You see, theologians define God as existing a se, that is existing of and in himself and not drawing his life from anything else. Put another way, they have always understood him to have the property of independence or necessity, and thus to be the unmoved mover or first cause.
It is at this point that we can see the glaring error of Sam Harris. When he asks, “If God created the universe, what created God?” he shows that he does not really understand what “God” means. (Maybe he has gleaned his doctrine of God from congregants who attend church weekly rather than theologians. But that is as mistaken as deriving one’s definition of matter from the lay person rather than the physicist. The congregant or lay person may provide a good practical definition but not the technical one this kind of conversation requires.) After all, it makes no sense to ask “If the unmoved mover created the universe then what moved the unmoved mover?” or “If the first cause created the universe then what created the first cause?” or “If a necessarily existent agent created the universe then what created the necessarily existent agent?” All of these questions reveal nothing more than Sam Harris’ failure to understand what is meant by God since God is, by definition, necessarily existent and thus the terminus of explanation.

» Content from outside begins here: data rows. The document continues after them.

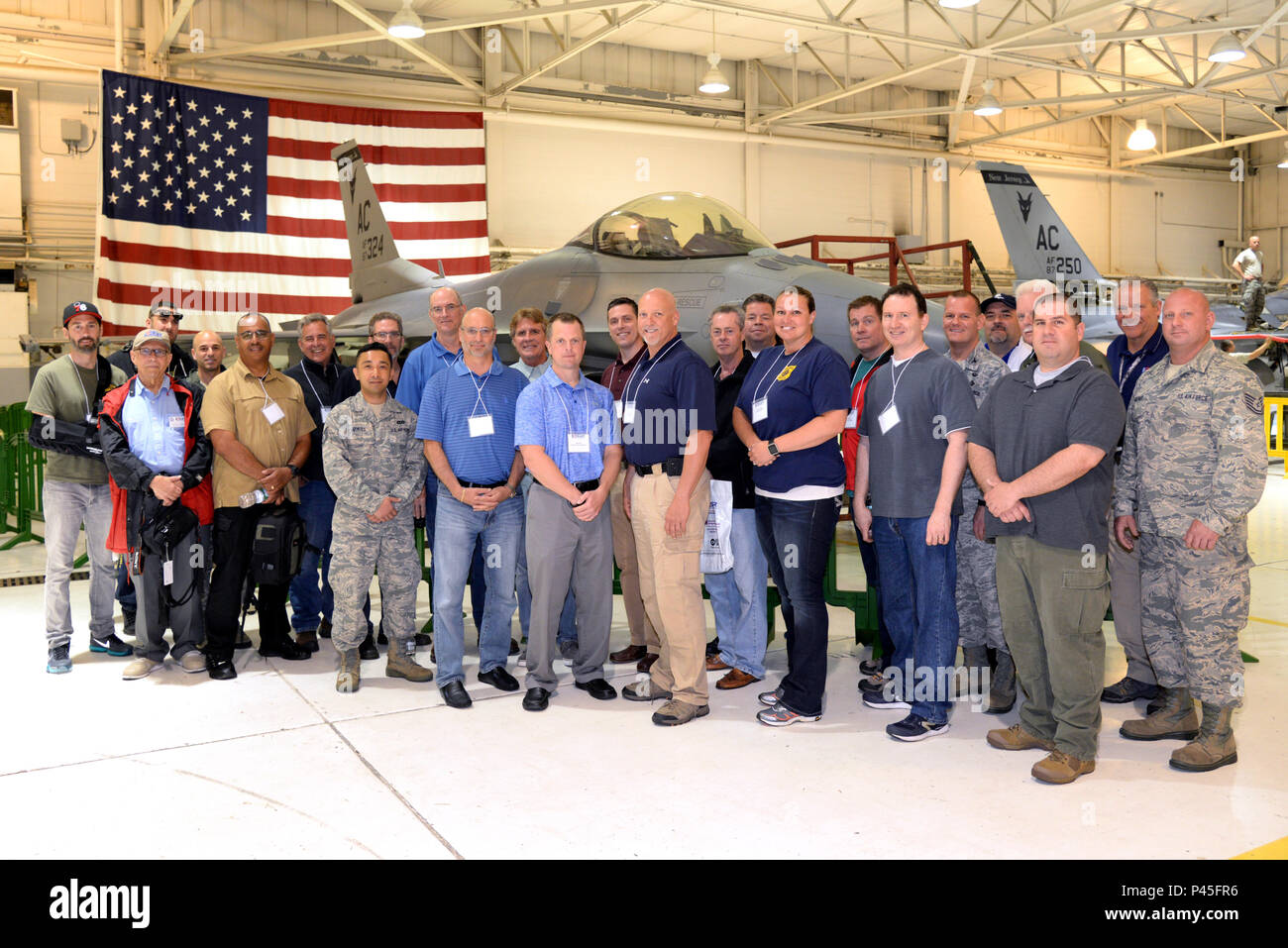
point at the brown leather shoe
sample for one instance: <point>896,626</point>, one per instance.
<point>737,678</point>
<point>631,653</point>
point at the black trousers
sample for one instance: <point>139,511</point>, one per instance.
<point>235,532</point>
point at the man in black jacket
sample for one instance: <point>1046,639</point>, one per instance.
<point>738,591</point>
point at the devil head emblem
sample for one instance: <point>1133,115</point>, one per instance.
<point>1025,205</point>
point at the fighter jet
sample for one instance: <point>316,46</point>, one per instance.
<point>694,245</point>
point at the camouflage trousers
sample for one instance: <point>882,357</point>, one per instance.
<point>1253,301</point>
<point>977,587</point>
<point>359,549</point>
<point>1193,605</point>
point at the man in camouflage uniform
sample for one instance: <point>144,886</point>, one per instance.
<point>1194,464</point>
<point>977,559</point>
<point>375,467</point>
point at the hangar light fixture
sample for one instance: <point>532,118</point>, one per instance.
<point>406,24</point>
<point>1141,140</point>
<point>988,103</point>
<point>713,82</point>
<point>1227,50</point>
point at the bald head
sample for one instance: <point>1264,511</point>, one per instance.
<point>658,318</point>
<point>1186,324</point>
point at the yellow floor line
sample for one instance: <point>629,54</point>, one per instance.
<point>1271,850</point>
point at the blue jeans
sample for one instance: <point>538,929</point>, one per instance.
<point>797,537</point>
<point>918,601</point>
<point>458,531</point>
<point>738,597</point>
<point>310,604</point>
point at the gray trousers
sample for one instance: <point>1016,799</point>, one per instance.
<point>65,507</point>
<point>155,610</point>
<point>1125,596</point>
<point>562,552</point>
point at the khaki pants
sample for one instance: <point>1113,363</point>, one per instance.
<point>623,552</point>
<point>671,583</point>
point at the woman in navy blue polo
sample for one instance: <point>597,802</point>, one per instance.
<point>789,414</point>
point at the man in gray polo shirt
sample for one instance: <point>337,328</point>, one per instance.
<point>1047,483</point>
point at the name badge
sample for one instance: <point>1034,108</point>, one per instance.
<point>888,419</point>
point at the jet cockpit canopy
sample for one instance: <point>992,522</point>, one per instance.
<point>673,226</point>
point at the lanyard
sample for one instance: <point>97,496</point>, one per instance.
<point>626,394</point>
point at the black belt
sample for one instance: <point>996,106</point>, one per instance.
<point>673,467</point>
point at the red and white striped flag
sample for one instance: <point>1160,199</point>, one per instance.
<point>223,202</point>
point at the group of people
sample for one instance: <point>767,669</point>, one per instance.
<point>1001,494</point>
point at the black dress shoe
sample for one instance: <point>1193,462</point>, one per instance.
<point>597,689</point>
<point>286,649</point>
<point>536,699</point>
<point>220,669</point>
<point>455,694</point>
<point>500,678</point>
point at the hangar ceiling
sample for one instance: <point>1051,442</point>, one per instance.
<point>1072,76</point>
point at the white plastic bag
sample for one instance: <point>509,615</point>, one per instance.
<point>716,550</point>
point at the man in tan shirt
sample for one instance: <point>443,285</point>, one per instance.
<point>259,427</point>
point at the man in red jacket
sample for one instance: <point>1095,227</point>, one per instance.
<point>868,338</point>
<point>159,456</point>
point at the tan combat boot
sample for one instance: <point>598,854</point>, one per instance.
<point>348,670</point>
<point>400,662</point>
<point>1176,720</point>
<point>1059,767</point>
<point>1215,746</point>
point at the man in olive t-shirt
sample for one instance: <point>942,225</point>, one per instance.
<point>64,401</point>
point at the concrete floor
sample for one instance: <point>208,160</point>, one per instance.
<point>278,766</point>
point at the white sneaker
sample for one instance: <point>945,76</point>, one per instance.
<point>140,668</point>
<point>192,662</point>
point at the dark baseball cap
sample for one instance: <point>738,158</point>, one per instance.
<point>80,308</point>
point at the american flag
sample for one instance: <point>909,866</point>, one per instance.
<point>230,202</point>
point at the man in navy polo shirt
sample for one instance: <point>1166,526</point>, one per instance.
<point>669,415</point>
<point>1140,346</point>
<point>467,421</point>
<point>912,455</point>
<point>566,429</point>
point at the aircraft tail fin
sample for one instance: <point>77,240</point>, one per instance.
<point>377,269</point>
<point>1039,244</point>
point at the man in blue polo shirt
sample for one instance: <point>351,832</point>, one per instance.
<point>669,415</point>
<point>467,421</point>
<point>566,429</point>
<point>1140,346</point>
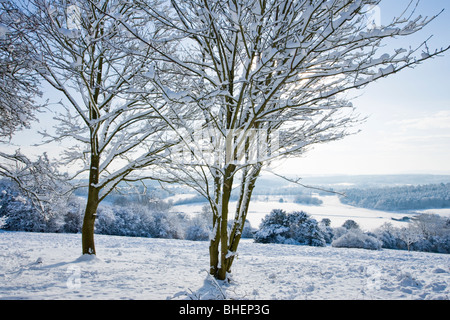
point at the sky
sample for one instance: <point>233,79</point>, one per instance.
<point>408,114</point>
<point>407,129</point>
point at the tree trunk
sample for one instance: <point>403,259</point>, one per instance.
<point>87,237</point>
<point>222,227</point>
<point>241,214</point>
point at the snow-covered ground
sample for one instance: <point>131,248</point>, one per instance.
<point>49,266</point>
<point>331,208</point>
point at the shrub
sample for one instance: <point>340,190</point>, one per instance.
<point>294,228</point>
<point>355,238</point>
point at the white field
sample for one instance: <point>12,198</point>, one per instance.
<point>49,266</point>
<point>331,208</point>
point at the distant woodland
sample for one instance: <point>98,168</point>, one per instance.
<point>400,198</point>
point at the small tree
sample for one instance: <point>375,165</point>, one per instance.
<point>265,79</point>
<point>19,85</point>
<point>103,74</point>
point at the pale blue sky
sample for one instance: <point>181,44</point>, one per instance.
<point>408,125</point>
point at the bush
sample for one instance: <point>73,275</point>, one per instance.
<point>294,228</point>
<point>355,238</point>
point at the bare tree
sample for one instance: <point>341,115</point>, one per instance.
<point>18,82</point>
<point>102,73</point>
<point>268,80</point>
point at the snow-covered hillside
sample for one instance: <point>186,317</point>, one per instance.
<point>330,208</point>
<point>49,266</point>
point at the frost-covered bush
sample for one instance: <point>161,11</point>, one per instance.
<point>21,214</point>
<point>327,230</point>
<point>294,228</point>
<point>355,238</point>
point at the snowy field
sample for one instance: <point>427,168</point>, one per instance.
<point>331,208</point>
<point>49,266</point>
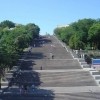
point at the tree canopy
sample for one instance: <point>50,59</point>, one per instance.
<point>80,34</point>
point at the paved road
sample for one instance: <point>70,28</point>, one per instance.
<point>60,78</point>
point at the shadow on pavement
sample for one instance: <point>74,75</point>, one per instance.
<point>36,55</point>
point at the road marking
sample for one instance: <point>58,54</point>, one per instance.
<point>77,89</point>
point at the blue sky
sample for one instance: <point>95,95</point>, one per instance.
<point>47,14</point>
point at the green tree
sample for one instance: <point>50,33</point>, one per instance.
<point>7,23</point>
<point>94,35</point>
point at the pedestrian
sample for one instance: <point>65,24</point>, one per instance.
<point>41,68</point>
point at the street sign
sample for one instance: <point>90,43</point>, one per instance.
<point>96,64</point>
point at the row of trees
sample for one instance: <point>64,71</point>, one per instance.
<point>14,38</point>
<point>83,34</point>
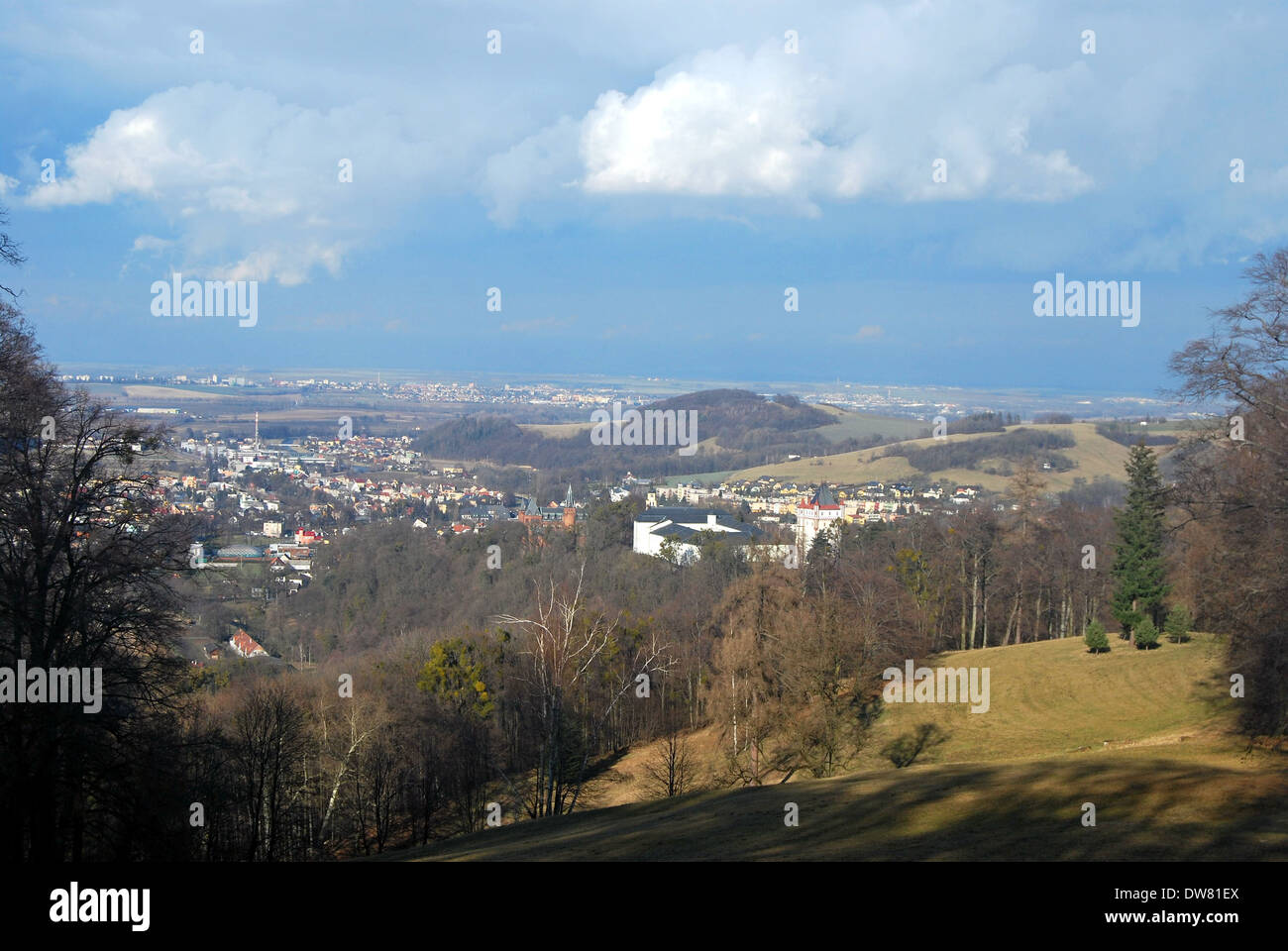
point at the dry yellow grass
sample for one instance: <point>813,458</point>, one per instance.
<point>1144,736</point>
<point>1094,454</point>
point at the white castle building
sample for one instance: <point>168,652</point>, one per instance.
<point>820,512</point>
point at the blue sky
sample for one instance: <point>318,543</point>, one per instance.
<point>643,182</point>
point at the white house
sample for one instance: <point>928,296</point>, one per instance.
<point>682,527</point>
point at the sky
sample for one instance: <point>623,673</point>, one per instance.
<point>643,183</point>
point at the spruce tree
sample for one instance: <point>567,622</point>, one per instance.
<point>1138,568</point>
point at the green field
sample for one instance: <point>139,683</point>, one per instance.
<point>1094,454</point>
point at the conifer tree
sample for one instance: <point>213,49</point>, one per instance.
<point>1138,570</point>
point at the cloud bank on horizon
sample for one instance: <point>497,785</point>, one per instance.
<point>978,142</point>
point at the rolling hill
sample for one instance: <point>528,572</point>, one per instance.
<point>1094,457</point>
<point>1144,736</point>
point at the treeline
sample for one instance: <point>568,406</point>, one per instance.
<point>750,431</point>
<point>1017,446</point>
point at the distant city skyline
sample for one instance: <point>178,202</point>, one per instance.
<point>600,189</point>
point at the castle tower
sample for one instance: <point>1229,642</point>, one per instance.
<point>570,509</point>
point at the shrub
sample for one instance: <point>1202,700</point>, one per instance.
<point>1146,635</point>
<point>1129,620</point>
<point>1098,642</point>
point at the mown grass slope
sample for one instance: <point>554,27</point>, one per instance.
<point>1144,736</point>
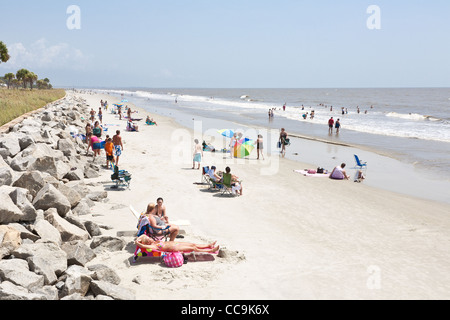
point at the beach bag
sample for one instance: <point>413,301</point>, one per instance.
<point>173,259</point>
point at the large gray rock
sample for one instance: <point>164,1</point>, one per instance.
<point>78,280</point>
<point>72,195</point>
<point>104,273</point>
<point>21,198</point>
<point>46,259</point>
<point>49,197</point>
<point>9,240</point>
<point>18,272</point>
<point>6,176</point>
<point>54,167</point>
<point>10,291</point>
<point>67,147</point>
<point>111,290</point>
<point>9,212</point>
<point>67,230</point>
<point>33,181</point>
<point>47,232</point>
<point>107,243</point>
<point>78,252</point>
<point>10,142</point>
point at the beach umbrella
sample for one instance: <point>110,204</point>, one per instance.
<point>227,133</point>
<point>244,148</point>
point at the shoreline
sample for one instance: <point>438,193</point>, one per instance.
<point>289,237</point>
<point>302,237</point>
<point>383,164</point>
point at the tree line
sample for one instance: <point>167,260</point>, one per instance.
<point>22,77</point>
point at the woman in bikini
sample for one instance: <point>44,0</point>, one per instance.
<point>145,242</point>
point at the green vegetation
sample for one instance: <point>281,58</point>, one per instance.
<point>14,103</point>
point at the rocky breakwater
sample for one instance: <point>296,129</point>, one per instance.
<point>45,244</point>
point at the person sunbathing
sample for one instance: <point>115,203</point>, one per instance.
<point>145,242</point>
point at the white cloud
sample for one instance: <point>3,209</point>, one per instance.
<point>41,54</point>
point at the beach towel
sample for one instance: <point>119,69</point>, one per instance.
<point>315,175</point>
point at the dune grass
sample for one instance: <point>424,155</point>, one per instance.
<point>14,103</point>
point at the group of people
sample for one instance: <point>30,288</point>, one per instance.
<point>339,173</point>
<point>156,219</point>
<point>113,146</point>
<point>217,177</point>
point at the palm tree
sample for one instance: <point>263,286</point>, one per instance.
<point>8,78</point>
<point>21,75</point>
<point>4,56</point>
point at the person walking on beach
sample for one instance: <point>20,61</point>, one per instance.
<point>330,125</point>
<point>232,145</point>
<point>260,146</point>
<point>283,141</point>
<point>92,113</point>
<point>198,154</point>
<point>100,115</point>
<point>118,146</point>
<point>338,125</point>
<point>109,150</point>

If God were merely necessarily existent then he would provide no more explanatory insight for the existence of the universe than the number 5. But he is not simply a being who exists necessarily. He is also a being who is an agent, and indeed an omnipotent agent. While abstract objects are causally inert, God is classically maximally powerful. Whatever else that may mean, it certainly includes the ability to bring a universe into existence.
And so for the person who wonders “But why should anything exist at all?” the answer comes: “Because the omnipotent, necessarily existent God brought it into being.”
Is this a perfectly satisfactory response? That depends. As a Christian I find myself perfectly satisfied with it, though of course I’d love to hear more about why God created. But it is, at least, one explanation of the mystery of the universe’s existence, which is precisely one more explanation than the atheist can offer.